Similarly, the mapping agency may have modified the geographic datum, which establishes the reference framework for cartographic work in the country, so that older topographic maps, for example, use a slightly different coordinate system than do newer maps.
2.324. Projections and geographic datums are discussed in more detail in annex II. It will be useful for the census mapping agency to have a trained cartographer on staff or to have access to experts from the national mapping agency who can advise on the most appropriate strategy for reconciling projections and related issues to produce a consistent national census map base. The actual technical steps of projection change will require relatively little effort, since all commercial GIS provide the required projection change functions.
(d) Coding
2.325. After the previous steps have been completed, the map database consists of a structured set of points, lines and polygons. Each geographic feature—that is, each point line, or area—has a unique identifier, which is used by the system internally. This internal identifier is not usually accessible by the user and should not be modified externally. What is needed is a more meaningful identifier that can be used to link the geographic features to the attributes recorded for them. For the enumeration areas and administrative units, this link is the unique EA or administrative identifier that is listed in the master file of all geographic areas relevant in the census.
2.326. How this identifier is entered is again software-specific. It can be added during the digitizing process by entering the identifier before the feature is digitized. Or it can be added at a later stage by selecting the feature interactively and adding the identifier through a menu interface. For polygon features, some systems require the user to add a label point that is contained in each area unit. While conceptually simple, coding may require considerable time and resources.
(e) Integration of separate map segments
2.327. The purpose of a digital mapping project is to produce a seamless database for a large region or an entire country. At medium or large cartographic scales (e.g., 1:250,000 or larger), base map information will be contained on separate topographic map sheets. These are digitized separately and the resulting digital map sheets are joined in GIS (see Figure II.34).
Figure II.34. Joining adjacent digital map sheets
A B
C
A B
C C
B
2.328. Usually this is straightforward. But the match between map sheets may not always be perfect. Features that span both sheets—for example,, roads or boundaries—might be displaced at the map boundaries (see Figure II.35). Errors could have been introduced during digitizing, or the errors may actually be present on the source map sheets. For instance, adjacent map sheets may have been produced at different times, so that newer features such as new roads do not continue across map sheet boundaries or they are represented by different symbols.
2.329. The problem is particularly serious if there is no complete coverage for the entire country at the desired map scale, so that map sheets of different scales with different feature densities, need to be integrated.
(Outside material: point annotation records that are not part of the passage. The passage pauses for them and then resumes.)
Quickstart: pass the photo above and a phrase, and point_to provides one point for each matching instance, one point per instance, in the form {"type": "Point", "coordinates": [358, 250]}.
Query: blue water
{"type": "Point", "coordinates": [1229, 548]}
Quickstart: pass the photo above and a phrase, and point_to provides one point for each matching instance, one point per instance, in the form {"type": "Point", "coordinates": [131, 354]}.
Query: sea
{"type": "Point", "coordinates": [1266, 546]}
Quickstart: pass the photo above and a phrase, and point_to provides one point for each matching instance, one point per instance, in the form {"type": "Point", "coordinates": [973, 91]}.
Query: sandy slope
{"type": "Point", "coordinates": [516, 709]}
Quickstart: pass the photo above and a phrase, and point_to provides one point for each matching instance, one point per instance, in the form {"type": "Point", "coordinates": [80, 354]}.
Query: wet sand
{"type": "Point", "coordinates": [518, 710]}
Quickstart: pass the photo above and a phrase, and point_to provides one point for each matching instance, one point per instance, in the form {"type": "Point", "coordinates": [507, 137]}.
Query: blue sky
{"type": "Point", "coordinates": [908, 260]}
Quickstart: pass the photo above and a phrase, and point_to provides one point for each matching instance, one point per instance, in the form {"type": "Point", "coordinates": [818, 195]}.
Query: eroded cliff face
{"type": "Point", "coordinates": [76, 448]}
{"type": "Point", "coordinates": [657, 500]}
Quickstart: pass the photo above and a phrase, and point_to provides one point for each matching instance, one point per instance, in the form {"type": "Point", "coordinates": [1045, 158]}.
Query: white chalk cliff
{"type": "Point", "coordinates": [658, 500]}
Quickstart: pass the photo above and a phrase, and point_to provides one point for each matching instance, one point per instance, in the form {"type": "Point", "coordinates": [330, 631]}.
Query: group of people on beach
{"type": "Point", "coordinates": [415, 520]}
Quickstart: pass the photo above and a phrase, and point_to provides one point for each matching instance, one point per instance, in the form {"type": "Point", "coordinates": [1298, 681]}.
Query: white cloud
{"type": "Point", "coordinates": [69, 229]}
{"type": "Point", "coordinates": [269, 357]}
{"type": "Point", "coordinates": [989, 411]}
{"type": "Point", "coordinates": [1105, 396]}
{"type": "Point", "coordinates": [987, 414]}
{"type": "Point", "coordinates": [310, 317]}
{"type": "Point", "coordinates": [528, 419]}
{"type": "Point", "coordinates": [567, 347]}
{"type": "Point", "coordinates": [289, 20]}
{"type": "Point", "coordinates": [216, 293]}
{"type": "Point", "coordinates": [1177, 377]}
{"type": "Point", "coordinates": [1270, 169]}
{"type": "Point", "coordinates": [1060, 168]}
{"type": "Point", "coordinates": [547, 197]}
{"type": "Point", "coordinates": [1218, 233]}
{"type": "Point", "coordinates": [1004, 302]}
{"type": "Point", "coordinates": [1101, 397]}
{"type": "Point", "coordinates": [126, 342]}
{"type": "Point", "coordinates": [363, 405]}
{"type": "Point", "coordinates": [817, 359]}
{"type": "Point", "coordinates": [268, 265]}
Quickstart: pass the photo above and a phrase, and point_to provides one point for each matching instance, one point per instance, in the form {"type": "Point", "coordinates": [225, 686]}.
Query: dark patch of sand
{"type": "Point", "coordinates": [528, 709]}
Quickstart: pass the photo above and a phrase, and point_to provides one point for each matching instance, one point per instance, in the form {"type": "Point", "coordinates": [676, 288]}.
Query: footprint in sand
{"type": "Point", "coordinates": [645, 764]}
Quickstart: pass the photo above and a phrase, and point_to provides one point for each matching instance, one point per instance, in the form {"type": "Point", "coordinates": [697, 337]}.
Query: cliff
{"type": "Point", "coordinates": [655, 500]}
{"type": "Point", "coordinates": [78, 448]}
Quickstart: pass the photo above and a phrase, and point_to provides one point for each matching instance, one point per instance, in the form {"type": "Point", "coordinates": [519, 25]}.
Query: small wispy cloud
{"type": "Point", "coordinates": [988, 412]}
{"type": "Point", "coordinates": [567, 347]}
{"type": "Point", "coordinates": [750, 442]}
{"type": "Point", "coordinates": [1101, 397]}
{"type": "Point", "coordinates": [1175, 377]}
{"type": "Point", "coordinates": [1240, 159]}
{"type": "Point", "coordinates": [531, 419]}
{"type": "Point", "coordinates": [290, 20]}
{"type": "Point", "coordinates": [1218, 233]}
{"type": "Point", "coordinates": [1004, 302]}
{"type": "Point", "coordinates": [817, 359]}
This problem is often encountered when integrating map sheets at the urban/rural interface, where large-scale city maps need to be matched to smaller-large-scale rural maps. Owing to the variations in cartographic generalization, features may or may not be present on the smaller-scale maps, or their symbology may be different in the two map series. Integration of such maps requires considerable judgement and experience.
2.330. The process of fixing these errors is called edge-matching. It is usually performed manually, involving a considerable amount of editing. If the displacement is not too large and the features are compatible across map sheets, features can be connected using automatic edge-matching functions provided by some GIS packages.